I’ve always loved gingerbread and other “spicy” baked goods – they taste like comfort to me. My mom used to make gingerbread on special occasions when I was a little girl – so it was extra special! In my adult years, though, I gravitated toward cookies because I thought they would be easier and more festive. In 2003, I came across a Martha Stewart recipe for Chewy Chocolate- Gingerbread cookies – and they were delicious, spicy and decadent. This recipe always helped me cure my gingerbread fix. I've also found a recipe for gingerbread pancakes by King Arthur that is equally yummy and a quick way to make gingerbread.

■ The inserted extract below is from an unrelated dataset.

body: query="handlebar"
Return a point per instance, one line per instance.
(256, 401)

A few years ago, after my husband’s aunt Mary Frank (who was like his grandmother) passed away, a few of her recipes were shared with his large family as a way to celebrate her the first Thanksgiving we were without her. When we saw her recipes, we were all touched - and felt she was with us! It gives me great pleasure to share a gingerbread recipe from her collection with you today, as it’s a tribute to this special steel magnolia. A matriarch of a family with deep roots in a small Texas town, Mary Frank was known for miles for her southern cooking and her giving spirit. My husband still believes that no one can make sweet tea like Mary Frank!
Taken from one of her many church cookbooks, this gingerbread recipe I’d like to share originally came from her good friend Erin Erle, whom I don’t know, but I’m certain she was a special lady if she was close friends with Mary Frank.
I’ve changed a few things to make the recipe a bit healthier, but these tweaks don't change the taste. My apologies on not featuring a photo – I suppose we eat it before I can get it on camera! (I did include a photo of a finished pan of gingerbread and a special ingredient I like to eat with the pan scrapings, however.)
Erin Erle’s Gingerbread
1 cup Grandma’s Molasses
1 cup sugar (or sucanat, organic unrefined sugar)
1 cup canola oil
1 cup buttermilk (or 1 cup milk + 1 tablespoon vinegar; let sit for 10 minutes)
2 cups whole wheat flour (white flour works fine, too)
1 teaspoon baking soda
1 teaspoon ginger
4 teaspoons cinnamon
½ teaspoon salt
1 cup of chocolate chips (optional but delicious)
Mix all ingredients well - I like to mix the wet ingredients and dry ingredients separately, then combine at the end. Pour into a greased pan…bake at 350 degrees for:
13x9 = 35 minutes
Bundt pan = 45 minutes
Muffins = 15 minute
After cooling, sprinkle with powdered sugar if desired.
It’s lovely as a breakfast bread, a snack, a dessert; with tea, coffee, milk, peanut butter, whipped cream, and even Nutella. But it’s best when it’s right out of the oven.
When my daughter comes home to the smell of freshly baked gingerbread, her big, beautiful smile stretches from ear to ear. That smile, along with my little man’s chant, “Ginga-bed! Ginga-bed!” are my favorite comforting things about this recipe!